アームパッドが少し硬めだったのはジェスチャーです。レビューした中では最も固いアームパッドですが、クッションはしっかりしたものが入っていて底突きするほど薄くはないため、タイピング時にひじが痛くなるようなことはありませんでした。

クッション薄めのアームパッド

初代エルゴヒューマンのアームパッドは表面の柔らかさは最も柔らかいのですが、クッションが薄めでパッド上面が平らであるため、タイピングが長時間になると少しひじに違和感を感じました。

タイピングのサポート時に注意したいオフィスチェア

タイピングにアームレストを使用する場合、位置を細かく調節するため、調節のしやすさは重要です。レビューしたオフィスチェアはほとんど問題ありませんでしたが、2点だけ気になるところがありましたのでご紹介します。

・エルゴヒューマン プロ2
初代は問題ないのですが、プロ2は高さ調節が一方通行のラチェット式になったため途中で高さを低くする調節ができません。高さを低くするためにはいったん最大高さまで上げてから、最低高さに戻して調節しなおす必要があります。

高さ調節の細かさはオフィスチェアのなかでもかなり細かいのですが、思った位置に微調節するのが難しいタイプです。その細かさのせいで左右同じ高さに合わせるのも難しく、印でもつけない限り感覚頼みになってしまいます。

・アーロンチェア リマスタード
高さ調節のロックレバーが背面側についているため、操作性が良いとは言えません。無段階調節のため、調節範囲内ならどんな高さにも合わせられる利点があるだけに惜しいところです。左右の高さを合わせるのも基準がないため難しいです。

アーロンチェア リマスタードのアームレスト高さ調節ロックレバー
アーロンチェア リマスタードのアームレスト高さ調節ロックレバー

タイピング時にアームレストを使いたい場合のまとめ

タイピングに使用するには姿勢にフィットする位置で腕を支えることが最重要です。上下、角度はもちろん、左右幅と前後の調節もあると安心感があります。ただどんなに多機能であっても調節範囲が自身必要とする位置に調節できないと意味がありません。必ず試座してタイピング姿勢を確かめましょう。

スマホ操作や読書をアームレストでサポートしたい

スマホ操作や読書でのアームレストのポイントは次の3つです。

  • 可動アームレスト
  • 背もたれ追従タイプ
  • 柔らかいアームパッド

可動アームレスト

アームレストを活用した読書とスマホ操作

タイピングほど配置に細かい調節は必要ありませんが、高さはやや高めに調節できる方が肩の負担が軽くなり姿勢よく使えます。またアームパッドの回転角度(水平面内)も30°以上あったほうが、腕を乗せやすいはずです。
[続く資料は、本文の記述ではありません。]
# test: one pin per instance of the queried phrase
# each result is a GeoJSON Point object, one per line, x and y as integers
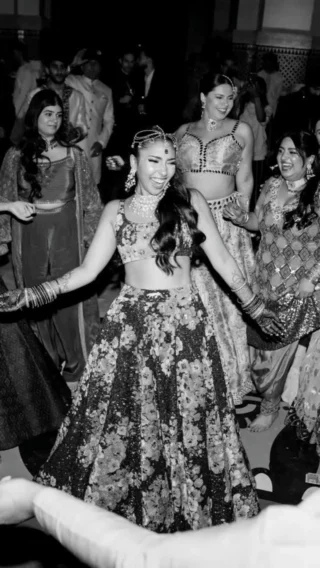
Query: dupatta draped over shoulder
{"type": "Point", "coordinates": [88, 211]}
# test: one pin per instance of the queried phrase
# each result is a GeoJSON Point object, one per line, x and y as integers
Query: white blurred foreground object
{"type": "Point", "coordinates": [280, 536]}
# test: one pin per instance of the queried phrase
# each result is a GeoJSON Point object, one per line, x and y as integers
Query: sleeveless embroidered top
{"type": "Point", "coordinates": [218, 156]}
{"type": "Point", "coordinates": [133, 239]}
{"type": "Point", "coordinates": [284, 256]}
{"type": "Point", "coordinates": [56, 179]}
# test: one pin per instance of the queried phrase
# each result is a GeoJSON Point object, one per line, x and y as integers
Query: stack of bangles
{"type": "Point", "coordinates": [254, 307]}
{"type": "Point", "coordinates": [245, 218]}
{"type": "Point", "coordinates": [38, 296]}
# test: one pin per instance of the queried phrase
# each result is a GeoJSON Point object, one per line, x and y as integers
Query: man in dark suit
{"type": "Point", "coordinates": [156, 95]}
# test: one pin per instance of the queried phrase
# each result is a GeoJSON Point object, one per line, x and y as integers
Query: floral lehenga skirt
{"type": "Point", "coordinates": [222, 306]}
{"type": "Point", "coordinates": [152, 433]}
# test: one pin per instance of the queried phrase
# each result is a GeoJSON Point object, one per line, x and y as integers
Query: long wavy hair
{"type": "Point", "coordinates": [32, 144]}
{"type": "Point", "coordinates": [172, 210]}
{"type": "Point", "coordinates": [306, 145]}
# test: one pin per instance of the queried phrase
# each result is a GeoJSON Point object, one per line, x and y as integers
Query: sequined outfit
{"type": "Point", "coordinates": [152, 434]}
{"type": "Point", "coordinates": [283, 259]}
{"type": "Point", "coordinates": [222, 156]}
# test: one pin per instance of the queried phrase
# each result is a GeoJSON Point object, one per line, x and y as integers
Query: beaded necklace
{"type": "Point", "coordinates": [278, 212]}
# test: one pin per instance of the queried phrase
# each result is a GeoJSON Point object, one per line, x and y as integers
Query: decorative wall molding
{"type": "Point", "coordinates": [294, 62]}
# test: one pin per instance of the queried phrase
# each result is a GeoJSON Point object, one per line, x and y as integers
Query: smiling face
{"type": "Point", "coordinates": [219, 102]}
{"type": "Point", "coordinates": [155, 166]}
{"type": "Point", "coordinates": [49, 121]}
{"type": "Point", "coordinates": [292, 166]}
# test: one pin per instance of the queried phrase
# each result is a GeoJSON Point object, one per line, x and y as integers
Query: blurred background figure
{"type": "Point", "coordinates": [273, 78]}
{"type": "Point", "coordinates": [299, 108]}
{"type": "Point", "coordinates": [26, 79]}
{"type": "Point", "coordinates": [99, 107]}
{"type": "Point", "coordinates": [157, 98]}
{"type": "Point", "coordinates": [230, 68]}
{"type": "Point", "coordinates": [252, 107]}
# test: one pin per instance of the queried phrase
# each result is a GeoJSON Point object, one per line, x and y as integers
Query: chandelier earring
{"type": "Point", "coordinates": [131, 180]}
{"type": "Point", "coordinates": [309, 173]}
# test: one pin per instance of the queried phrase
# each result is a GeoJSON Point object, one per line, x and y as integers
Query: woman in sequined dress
{"type": "Point", "coordinates": [55, 178]}
{"type": "Point", "coordinates": [33, 396]}
{"type": "Point", "coordinates": [215, 157]}
{"type": "Point", "coordinates": [152, 433]}
{"type": "Point", "coordinates": [287, 216]}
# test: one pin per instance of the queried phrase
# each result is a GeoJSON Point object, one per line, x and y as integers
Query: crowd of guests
{"type": "Point", "coordinates": [206, 313]}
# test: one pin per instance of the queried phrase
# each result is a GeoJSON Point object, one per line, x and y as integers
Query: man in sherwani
{"type": "Point", "coordinates": [99, 107]}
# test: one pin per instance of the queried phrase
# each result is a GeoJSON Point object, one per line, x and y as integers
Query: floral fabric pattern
{"type": "Point", "coordinates": [152, 433]}
{"type": "Point", "coordinates": [223, 308]}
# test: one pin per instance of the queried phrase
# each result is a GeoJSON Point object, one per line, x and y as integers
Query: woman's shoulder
{"type": "Point", "coordinates": [111, 208]}
{"type": "Point", "coordinates": [12, 155]}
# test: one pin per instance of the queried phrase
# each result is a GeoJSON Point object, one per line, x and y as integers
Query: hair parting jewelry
{"type": "Point", "coordinates": [309, 172]}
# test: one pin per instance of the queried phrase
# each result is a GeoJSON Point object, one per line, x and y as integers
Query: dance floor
{"type": "Point", "coordinates": [278, 461]}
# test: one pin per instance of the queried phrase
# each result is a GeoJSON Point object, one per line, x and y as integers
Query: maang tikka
{"type": "Point", "coordinates": [131, 180]}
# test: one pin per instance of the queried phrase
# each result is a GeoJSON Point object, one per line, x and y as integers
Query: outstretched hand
{"type": "Point", "coordinates": [16, 500]}
{"type": "Point", "coordinates": [235, 213]}
{"type": "Point", "coordinates": [12, 300]}
{"type": "Point", "coordinates": [270, 323]}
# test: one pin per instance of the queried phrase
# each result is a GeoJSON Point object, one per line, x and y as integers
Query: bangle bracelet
{"type": "Point", "coordinates": [240, 287]}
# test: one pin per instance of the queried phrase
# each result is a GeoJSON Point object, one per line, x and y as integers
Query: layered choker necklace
{"type": "Point", "coordinates": [50, 144]}
{"type": "Point", "coordinates": [145, 205]}
{"type": "Point", "coordinates": [212, 124]}
{"type": "Point", "coordinates": [296, 186]}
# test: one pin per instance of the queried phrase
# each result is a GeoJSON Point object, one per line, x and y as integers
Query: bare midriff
{"type": "Point", "coordinates": [147, 275]}
{"type": "Point", "coordinates": [50, 205]}
{"type": "Point", "coordinates": [211, 185]}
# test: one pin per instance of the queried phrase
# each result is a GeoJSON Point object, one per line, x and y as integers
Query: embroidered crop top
{"type": "Point", "coordinates": [56, 180]}
{"type": "Point", "coordinates": [218, 156]}
{"type": "Point", "coordinates": [133, 239]}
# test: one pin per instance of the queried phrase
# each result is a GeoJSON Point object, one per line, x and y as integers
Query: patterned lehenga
{"type": "Point", "coordinates": [152, 434]}
{"type": "Point", "coordinates": [222, 155]}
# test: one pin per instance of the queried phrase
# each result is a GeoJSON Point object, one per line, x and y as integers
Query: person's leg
{"type": "Point", "coordinates": [269, 373]}
{"type": "Point", "coordinates": [35, 268]}
{"type": "Point", "coordinates": [64, 256]}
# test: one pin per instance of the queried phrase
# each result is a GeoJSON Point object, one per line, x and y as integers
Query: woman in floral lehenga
{"type": "Point", "coordinates": [152, 433]}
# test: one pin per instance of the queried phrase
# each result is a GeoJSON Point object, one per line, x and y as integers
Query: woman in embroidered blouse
{"type": "Point", "coordinates": [54, 180]}
{"type": "Point", "coordinates": [287, 264]}
{"type": "Point", "coordinates": [215, 157]}
{"type": "Point", "coordinates": [152, 433]}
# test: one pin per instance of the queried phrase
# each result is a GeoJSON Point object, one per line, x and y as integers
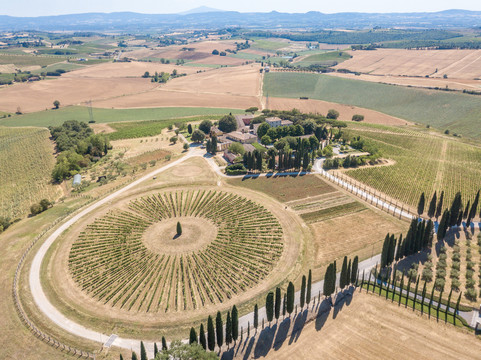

レビューした中にはありませんが、Rasical Chairのようにアームパッドの上下角を調節できるアームレストはひじの上下角度を支えてくれるため、スマホ操作や読書にはうってつけの機能になります。

アームパッドの上下角を調節できるアームレストは他にもSIHOOのDORO C500、DORO C300PROやアームパッドを半分折り曲げることのできるHBADAのE3 Pro Ergonomic Office Chairなどがあります。

背もたれ追従タイプ

背もたれを倒した状態で、アームレストを活用した読書とスマホ操作

リラックスがてら、背もたれを倒してスマホ操作や読書をすることも多いと思います。そんな時は背もたれ追従タイプのアームレストがおすすめです。

このタイプのアームレストなら背もたれにもたれている状態でも体からアームレストが離れないため、丁度良い位置に調節できます。逆に座面追従タイプを選んでしまうと、リラックス姿勢でアームレストに腕を置きにくくなってしまいます。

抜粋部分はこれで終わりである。